MUHAMMADIYAH.OR.ID, YOGYAKARTA—Salah satu problem kronis yang dihadapi oleh bangsa ini ialah masalah korupsi. Pada tahun 2006, Muhammadiyah melalui Majelis Tarjih dan Tajdid menyusun buku Fikih Antikorupsi. Muchammad Ichsan mengatakan penyusunan buku ini merupakan wujud partisipasi Persyarikatan dalam upaya pemberantasan praktik korupsi di Indonesia melalui pengembangan wacana keagamaan.
Muhammadiyah mendefinisikan korupsi sebagai penyalahgunaan kewenangan, jabatan, amanah secara melawan hukum untuk memperoleh keuntungan atau manfaat pribadi dan atau kelompok tertentu yang dapat merugikan kepentingan umum. Bila praktik ini terus dibiarkan subur, dampaknya berupa kerusakan tatanan kehidupan, mengakibatkan kemiskinan, kebodohan, dan kemunduran.
“Dari definisi ini dapat diambil kesimpulan bahwa unsur-unsur dalam korupsi ini ialah tindakan mengambil atau menyembunyikan harta publik atau perusahaan. Selain itu, sifat dari korupsi itu melawan norma yang sah dan berlaku serta melawan amanah untuk kepentingan diri atau kroni. Terakhir, merugikan,” ujar Ichsan dalam kajian di Masjid KH. Ahmad Dahlan Universitas Muhammadiyah Yogyakarta pada Rabu (16/02).
Ichsan menegaskan bahwa pemberantasan korupsi secara sistematis dan simultan merupakan kebutuhan sangat mendesak (al-hajat al-dharuriyah). Karenanya diperlukan langkah-langkah strategis yang dapat dilakukan sebagai upaya pencegahan dan pemberantasan tindak pidana korupsi. Salah satunya melalui jalur kultural. Setidaknya ada empat strategi dalam mengikis tindakan-tindakan melalui kultural ini, di antaranya:
Pertama, mengikis budaya permisif, hedonistik, dan materialistik. Korupsi mampu mengubah pandangan hidup masyarakat yang mulanya berlandaskan semangat gotong royong dan kekeluargaan menjadi masyarakat yang berpaham kebendaan. Mengubah masyarakat yang suka menolong menjadi masyarakat yang selalu mengharap pamrih.
“Akibatnya, parameter yang digunakan bersandar pada kenikmatan duniawi dan materi, sehingga pelakunya terdorong melakukan penyimpangan atau koruptif agar keinginannya terpenuhi,” ujar Anggota Majelis Tarjih dan Tajdid PP Muhammadiyah ini.

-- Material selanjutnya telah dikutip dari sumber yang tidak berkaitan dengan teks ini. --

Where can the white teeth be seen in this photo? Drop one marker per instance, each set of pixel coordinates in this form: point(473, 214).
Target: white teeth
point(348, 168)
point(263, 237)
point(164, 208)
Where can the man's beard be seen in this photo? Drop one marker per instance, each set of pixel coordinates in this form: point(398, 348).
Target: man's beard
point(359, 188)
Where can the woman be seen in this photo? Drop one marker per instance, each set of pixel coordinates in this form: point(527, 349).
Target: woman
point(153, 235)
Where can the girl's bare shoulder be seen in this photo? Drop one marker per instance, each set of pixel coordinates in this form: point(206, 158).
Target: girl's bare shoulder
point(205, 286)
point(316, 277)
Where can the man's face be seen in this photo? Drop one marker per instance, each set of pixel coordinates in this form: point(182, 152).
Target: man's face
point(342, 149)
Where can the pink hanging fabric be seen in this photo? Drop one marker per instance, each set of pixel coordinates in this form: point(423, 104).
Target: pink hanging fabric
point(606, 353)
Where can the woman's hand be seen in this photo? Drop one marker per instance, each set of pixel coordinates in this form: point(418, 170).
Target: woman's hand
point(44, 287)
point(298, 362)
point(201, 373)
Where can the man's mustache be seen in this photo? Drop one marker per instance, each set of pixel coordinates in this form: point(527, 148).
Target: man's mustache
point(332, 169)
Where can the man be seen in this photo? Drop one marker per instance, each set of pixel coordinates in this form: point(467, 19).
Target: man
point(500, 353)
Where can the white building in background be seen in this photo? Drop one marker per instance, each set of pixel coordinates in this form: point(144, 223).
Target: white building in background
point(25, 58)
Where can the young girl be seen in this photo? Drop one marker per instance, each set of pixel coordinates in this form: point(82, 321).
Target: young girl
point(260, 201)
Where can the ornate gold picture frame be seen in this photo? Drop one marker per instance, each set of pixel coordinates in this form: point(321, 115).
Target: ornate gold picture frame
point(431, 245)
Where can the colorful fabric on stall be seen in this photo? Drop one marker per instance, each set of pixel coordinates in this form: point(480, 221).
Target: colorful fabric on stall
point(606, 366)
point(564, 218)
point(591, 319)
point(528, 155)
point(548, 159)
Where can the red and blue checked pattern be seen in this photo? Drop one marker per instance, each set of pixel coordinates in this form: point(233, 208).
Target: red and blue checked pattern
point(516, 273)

Kedua, perlunya membangun budaya kritis dan akuntabilitas pada masyarakat, sehingga tidak memberinya ruang bagi lahirnya praktik korupsi. Seseorang akan berpikir berkali-kali lipat untuk melakukan korupsi karena masyarakat akan bersikap kritis dan sekaligus menuntut akuntabilitas terhadap jabatan atau amanah yang diembannya.
Ketiga, memberantas dan mengikis budaya kultus dan paternalistik yang sudah berlangsung secara turun temurun. Budaya ini melahirkan sikap ewuh pakewuh atau rikuh (sungkan) dalam upaya pemberantasan korupsi atau penyimpangan lain yang dilakukan oleh orang tertentu yang memiliki kedudukan terhormat di masyarakat.
Keempat, memberantas budaya instan yang telah mendorong praktik penyimpangan dan korupsi, karena segala sesuatu ingin diraih serba singkat dan tanpa bekerja keras. Akibatnya, etos kerja dikesampingkan karena dipandang memperlama proses pencapaian sesuatu yang diinginkan.
“Ingin cepat kaya, ingin memperoleh sesuatu dengan cepat, ingin urusannya beres dengan cepat. Padahal semuanya ada proses, tidak semua harus serba instan. Budaya instan inilah yang seringkali mendorong perilaku koruptif. Karenanya budaya ini juga harus kita kikis habis,” tutur Dosen Magister Hukum Universitas Muhammadiyah Yogyakarta ini.